Now that we have a way to represent individual commands, we will work on representing the state of the program as a whole. As we defined earlier, a Brainf*ck state consists of both a program tape and a memory tape, and a pointer pointing to each of them. We can then create a type ProgramState as follows to encapsulate this.

data InstructionTape = InstructionTape [Command] Int
data MemoryTape = MemoryTape [Char] Int
type ProgramState = (InstructionTape, MemoryTape)

The InstructionTape class represents our list of instructions, while the MemoryTape class represents our memory contents. Additionally, both contain the pointers within themselves.

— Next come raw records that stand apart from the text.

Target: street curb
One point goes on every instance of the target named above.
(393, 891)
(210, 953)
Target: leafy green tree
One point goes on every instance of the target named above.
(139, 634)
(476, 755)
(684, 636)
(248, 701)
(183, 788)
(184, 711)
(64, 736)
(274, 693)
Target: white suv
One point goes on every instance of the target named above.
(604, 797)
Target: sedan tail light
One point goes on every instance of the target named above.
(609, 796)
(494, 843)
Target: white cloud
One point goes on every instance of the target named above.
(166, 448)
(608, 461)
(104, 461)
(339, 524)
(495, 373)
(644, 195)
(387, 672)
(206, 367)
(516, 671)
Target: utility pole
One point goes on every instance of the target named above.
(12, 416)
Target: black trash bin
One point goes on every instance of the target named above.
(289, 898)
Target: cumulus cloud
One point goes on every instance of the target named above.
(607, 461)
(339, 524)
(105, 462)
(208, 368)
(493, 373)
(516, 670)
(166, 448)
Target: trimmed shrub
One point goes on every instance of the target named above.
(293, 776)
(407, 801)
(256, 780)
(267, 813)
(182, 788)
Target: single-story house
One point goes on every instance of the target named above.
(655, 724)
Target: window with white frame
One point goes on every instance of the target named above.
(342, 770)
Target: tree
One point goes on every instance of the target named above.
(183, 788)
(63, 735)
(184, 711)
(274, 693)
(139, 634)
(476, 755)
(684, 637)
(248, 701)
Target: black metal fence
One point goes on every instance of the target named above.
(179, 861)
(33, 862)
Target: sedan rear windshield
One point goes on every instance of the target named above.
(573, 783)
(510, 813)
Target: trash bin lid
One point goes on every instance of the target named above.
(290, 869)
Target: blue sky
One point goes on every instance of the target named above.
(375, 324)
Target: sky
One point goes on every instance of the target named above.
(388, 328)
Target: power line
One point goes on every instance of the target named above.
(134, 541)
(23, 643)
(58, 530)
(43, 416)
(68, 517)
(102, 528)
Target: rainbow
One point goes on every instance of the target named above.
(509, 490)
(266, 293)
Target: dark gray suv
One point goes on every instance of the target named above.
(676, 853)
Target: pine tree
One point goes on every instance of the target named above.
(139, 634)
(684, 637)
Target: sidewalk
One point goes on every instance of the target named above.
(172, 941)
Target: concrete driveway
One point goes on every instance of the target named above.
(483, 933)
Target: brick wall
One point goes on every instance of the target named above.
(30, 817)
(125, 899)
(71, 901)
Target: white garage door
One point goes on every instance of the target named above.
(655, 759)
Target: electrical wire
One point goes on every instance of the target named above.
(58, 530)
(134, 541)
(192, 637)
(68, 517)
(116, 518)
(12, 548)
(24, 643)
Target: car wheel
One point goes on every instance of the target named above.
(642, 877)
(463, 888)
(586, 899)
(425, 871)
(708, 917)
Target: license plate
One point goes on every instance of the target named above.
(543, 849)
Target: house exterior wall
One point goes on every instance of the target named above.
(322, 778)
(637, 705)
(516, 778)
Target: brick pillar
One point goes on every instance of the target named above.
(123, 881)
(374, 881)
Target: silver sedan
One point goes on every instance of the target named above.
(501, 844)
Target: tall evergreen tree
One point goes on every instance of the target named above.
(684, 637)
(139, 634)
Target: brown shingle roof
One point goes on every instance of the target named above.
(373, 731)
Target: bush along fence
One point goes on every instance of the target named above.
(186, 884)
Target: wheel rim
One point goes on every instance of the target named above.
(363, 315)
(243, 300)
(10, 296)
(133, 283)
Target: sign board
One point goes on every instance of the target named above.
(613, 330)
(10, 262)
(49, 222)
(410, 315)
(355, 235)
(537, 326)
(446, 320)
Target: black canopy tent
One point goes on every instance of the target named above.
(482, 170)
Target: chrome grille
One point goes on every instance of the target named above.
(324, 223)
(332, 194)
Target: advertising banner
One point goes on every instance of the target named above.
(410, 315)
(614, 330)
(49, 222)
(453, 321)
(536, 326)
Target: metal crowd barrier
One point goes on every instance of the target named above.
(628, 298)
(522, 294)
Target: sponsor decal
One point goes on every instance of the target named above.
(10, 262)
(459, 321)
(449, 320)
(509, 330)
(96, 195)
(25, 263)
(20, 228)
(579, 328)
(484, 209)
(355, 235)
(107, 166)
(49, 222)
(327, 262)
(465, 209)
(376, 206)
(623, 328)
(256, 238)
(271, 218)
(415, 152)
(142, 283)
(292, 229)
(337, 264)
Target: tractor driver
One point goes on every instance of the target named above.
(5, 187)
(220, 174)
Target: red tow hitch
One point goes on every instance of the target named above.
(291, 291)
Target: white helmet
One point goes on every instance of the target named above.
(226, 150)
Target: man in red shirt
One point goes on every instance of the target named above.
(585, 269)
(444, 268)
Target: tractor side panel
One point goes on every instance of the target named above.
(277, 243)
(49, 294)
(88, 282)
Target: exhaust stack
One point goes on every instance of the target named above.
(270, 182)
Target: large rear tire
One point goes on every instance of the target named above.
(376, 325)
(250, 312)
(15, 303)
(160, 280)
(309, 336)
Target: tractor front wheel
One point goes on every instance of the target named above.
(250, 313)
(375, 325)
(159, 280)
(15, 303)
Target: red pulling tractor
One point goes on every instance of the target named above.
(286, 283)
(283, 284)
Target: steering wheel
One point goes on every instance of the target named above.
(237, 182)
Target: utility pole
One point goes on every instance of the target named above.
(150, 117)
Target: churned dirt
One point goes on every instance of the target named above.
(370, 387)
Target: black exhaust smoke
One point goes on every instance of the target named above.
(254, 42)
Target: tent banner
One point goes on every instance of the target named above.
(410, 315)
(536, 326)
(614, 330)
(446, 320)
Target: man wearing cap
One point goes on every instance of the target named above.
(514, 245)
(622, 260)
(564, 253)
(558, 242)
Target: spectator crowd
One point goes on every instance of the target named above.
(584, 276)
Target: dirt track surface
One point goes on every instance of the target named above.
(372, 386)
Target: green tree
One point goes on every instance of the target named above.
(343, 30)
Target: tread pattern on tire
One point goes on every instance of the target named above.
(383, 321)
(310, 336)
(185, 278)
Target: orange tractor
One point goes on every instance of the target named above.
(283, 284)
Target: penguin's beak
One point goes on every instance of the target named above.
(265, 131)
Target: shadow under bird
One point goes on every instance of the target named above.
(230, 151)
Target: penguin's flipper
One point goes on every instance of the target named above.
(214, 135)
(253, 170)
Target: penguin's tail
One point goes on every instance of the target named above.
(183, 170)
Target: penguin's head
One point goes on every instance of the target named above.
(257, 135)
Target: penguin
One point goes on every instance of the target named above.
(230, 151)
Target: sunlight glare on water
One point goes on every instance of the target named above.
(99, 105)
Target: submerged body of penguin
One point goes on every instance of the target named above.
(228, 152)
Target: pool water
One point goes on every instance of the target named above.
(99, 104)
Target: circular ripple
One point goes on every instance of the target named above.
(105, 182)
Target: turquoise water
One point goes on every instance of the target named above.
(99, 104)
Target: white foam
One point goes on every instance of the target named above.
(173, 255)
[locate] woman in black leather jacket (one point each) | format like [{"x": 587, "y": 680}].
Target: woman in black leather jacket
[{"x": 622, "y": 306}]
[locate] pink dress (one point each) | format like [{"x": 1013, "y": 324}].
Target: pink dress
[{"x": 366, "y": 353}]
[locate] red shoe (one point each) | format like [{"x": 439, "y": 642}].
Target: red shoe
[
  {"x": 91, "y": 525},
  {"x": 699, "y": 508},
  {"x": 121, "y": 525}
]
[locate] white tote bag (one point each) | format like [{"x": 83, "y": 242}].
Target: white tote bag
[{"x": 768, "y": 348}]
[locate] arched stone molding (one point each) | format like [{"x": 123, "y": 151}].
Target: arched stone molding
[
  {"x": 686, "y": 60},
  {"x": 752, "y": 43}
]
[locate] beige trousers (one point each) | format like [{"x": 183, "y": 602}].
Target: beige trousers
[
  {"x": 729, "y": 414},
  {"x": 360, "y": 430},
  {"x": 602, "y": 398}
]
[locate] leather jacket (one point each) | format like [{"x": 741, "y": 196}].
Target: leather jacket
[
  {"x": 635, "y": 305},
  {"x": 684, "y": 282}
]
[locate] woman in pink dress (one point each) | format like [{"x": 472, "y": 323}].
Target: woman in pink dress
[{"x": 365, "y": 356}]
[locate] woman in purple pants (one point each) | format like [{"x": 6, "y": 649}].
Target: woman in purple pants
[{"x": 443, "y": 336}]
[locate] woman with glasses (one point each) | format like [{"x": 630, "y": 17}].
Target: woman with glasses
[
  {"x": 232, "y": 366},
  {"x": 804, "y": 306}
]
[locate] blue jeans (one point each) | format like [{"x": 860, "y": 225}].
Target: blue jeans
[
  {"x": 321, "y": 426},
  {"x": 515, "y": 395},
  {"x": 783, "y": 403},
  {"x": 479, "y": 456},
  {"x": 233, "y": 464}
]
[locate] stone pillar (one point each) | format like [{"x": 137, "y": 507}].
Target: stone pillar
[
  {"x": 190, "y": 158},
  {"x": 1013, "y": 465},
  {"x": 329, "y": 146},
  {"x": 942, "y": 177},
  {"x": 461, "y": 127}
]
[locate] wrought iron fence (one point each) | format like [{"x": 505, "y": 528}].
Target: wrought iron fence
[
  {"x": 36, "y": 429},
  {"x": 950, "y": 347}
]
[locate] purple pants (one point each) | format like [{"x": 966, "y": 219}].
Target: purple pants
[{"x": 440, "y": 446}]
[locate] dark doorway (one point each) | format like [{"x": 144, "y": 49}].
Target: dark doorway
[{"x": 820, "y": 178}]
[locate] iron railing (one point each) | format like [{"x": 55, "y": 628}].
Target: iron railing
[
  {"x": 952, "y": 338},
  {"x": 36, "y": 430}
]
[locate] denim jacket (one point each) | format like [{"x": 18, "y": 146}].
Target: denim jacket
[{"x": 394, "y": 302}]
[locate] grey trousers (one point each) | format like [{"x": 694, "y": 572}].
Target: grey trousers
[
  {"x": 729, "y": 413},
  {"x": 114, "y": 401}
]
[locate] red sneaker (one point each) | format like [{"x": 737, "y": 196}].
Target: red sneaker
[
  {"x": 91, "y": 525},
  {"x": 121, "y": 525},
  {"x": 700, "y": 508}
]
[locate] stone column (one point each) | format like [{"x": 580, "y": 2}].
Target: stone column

The ProgramState is just a type synonym, stating that the program state consists of both an instruction and memory tape.

Now that we have our program state defined, we need to define some functions to help us manipulate that state. First, we need a function to initialize the state.

initializeProgramState :: [Command] -> ProgramState
initializeProgramState instrs = (ins_tape, mem_tape)
  where ins_tape = InstructionTape instrs 0
        mem_tape = MemoryTape (repeat '\0') 0

As this function shows, we initialize both pointers to 0 and the instruction tape to an inputted list of commands. One interesting thing to note here is the definition of mem_tape. The repeat function creates an infinite list by repeating its input. Thanks to Haskell's lazy evaluation, we can create (theoretically) infinite data structures which are generated as-needed by the program. Now that we've initialized our program state, we need to implement each of the operations of Brainf*ck.

Incrementing the Program Counter

The functions below are used to increment the program counter.

updateInstructionPointer :: Int -> InstructionTape -> InstructionTape
updateInstructionPointer amt (InstructionTape xs pc) = InstructionTape xs (pc+amt)

incrementProgramCounter :: ProgramState -> ProgramState
incrementProgramCounter (instrs, mems) = (updateInstructionPointer 1 instrs, mems)

They work by simply unpacking the arguments, adding one to the programming counter, and stitching the arguments back together. We can run this function after every other function to increment the program counter between instructions.

Moving the Data Pointer

The > and < Brainf*ck functions both change the data pointer by one position. Both of their behavior can be encapsulated in a function which takes in an Int and a ProgramState and changes the data pointer by the amount given.

moveDataPointer :: Int -> ProgramState -> ProgramState
moveDataPointer amt (instrs, MemoryTape mems dp) = (instrs, MemoryTape mems (max 0 (dp+amt)))

This function works similarly to updateInstructionPointer, except it has logic to ensure that the data pointer never moves off the left side of the tape. Returning max 0 (dp+amt) ensures that the result can never decrease below 0.

Editing Data

There are three commands which can change the contents of a memory cell in a Brainf*ck program. The + and - commands increment and decrement the current value, while the , command reads in data from the input stream and writes it to memory. We can emulate this behavior with a couple functions which operate on program state.

changeData :: Int -> ProgramState -> ProgramState
changeData amt (instrs, MemoryTape mems dp) = (instrs, MemoryTape mems' dp)
  where mems' = updateListElem dp (updateChar amt) mems

writeCharacter :: Char -> ProgramState -> ProgramState
writeCharacter c (instrs, MemoryTape mem ptr) = (instrs, MemoryTape (updateList ptr c mem) ptr)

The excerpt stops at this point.